Ya. kembali pada bapakku. setelah berusaha mencari contekan tidak ada yang ngasih, termasuk aku juga sudah memelas kepada beberapa orang dan di tolak mentah-mentah, akhirnya Beliau pasrah pada seseorang dengan ongkos 2 juta untuk 1 portofolio.
(Dan ini mencengangkan; dari omong-omong berdasar kabar dari mulut ke mulut pihak yang pernah melakukan, penyedia jasa PTK atau Portofolio syarat sertifikasi adalah oknum diknas. o gitu ya, tidak melakukan pelatihan justru agar lebih mudah memeras.

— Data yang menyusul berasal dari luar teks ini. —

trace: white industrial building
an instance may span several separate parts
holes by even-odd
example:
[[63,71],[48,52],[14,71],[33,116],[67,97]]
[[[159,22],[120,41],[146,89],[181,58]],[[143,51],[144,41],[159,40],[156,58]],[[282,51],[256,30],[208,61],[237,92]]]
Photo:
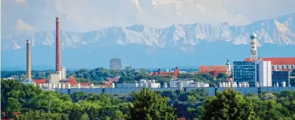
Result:
[[60,73],[59,72],[50,73],[49,74],[49,83],[57,85],[59,83]]
[[139,83],[124,83],[117,84],[117,88],[161,88],[160,83],[156,83],[155,80],[142,80]]
[[183,87],[190,87],[191,84],[194,83],[193,80],[189,80],[187,79],[171,79],[171,80],[170,81],[170,88],[176,88],[179,87],[178,84],[180,83],[182,83],[183,84]]
[[[270,61],[256,61],[256,65],[258,65],[258,73],[256,75],[256,81],[260,87],[272,87],[272,66]],[[257,67],[256,67],[257,68]],[[259,80],[257,80],[258,78]]]
[[65,73],[65,67],[61,67],[61,80],[64,80],[66,79],[66,73]]

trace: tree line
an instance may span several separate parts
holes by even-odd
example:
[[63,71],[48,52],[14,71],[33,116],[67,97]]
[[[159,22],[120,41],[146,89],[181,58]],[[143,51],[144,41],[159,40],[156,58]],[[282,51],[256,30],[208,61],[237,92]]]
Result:
[[[244,95],[230,89],[209,96],[204,89],[126,94],[58,94],[1,80],[1,118],[16,120],[294,120],[295,92]],[[49,108],[50,106],[50,108]],[[19,111],[13,115],[12,112]]]

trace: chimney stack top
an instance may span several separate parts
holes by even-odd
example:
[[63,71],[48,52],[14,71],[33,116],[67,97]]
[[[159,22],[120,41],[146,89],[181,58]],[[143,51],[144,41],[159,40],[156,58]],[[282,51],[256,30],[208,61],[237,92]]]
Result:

Astaghfirullah)

Aku sudah sampaikan pada bapak, bahwa tidak mungkin memperoleh portofolio gratis karena hampir semua guru yang jauh dari psat peradaban akan rela membayar berapapun asala syarat itu terpenuhi.
bahkan ada hanya 1 PTK seharga 1,5 juta.

kini, aku ingin membantu walau jarak kami sangat jauh. aku membawa berkas dan buku yang sekiranya bisa membantu dalam membuat PTK, RPP, Silabus, dll ke tempat kerja. but......
Aku telat, bapak sudah memasrahkan pada orang lain dengan ongkos 2 juta.uang segitu pasti sangat berarti dan susah didapatkan oleh kami.

Maafkan aku tidak berbakti.
tidak mampu menolongmu di saat kau perlu sebagaimana kau telah lakukan pada anakmu ini.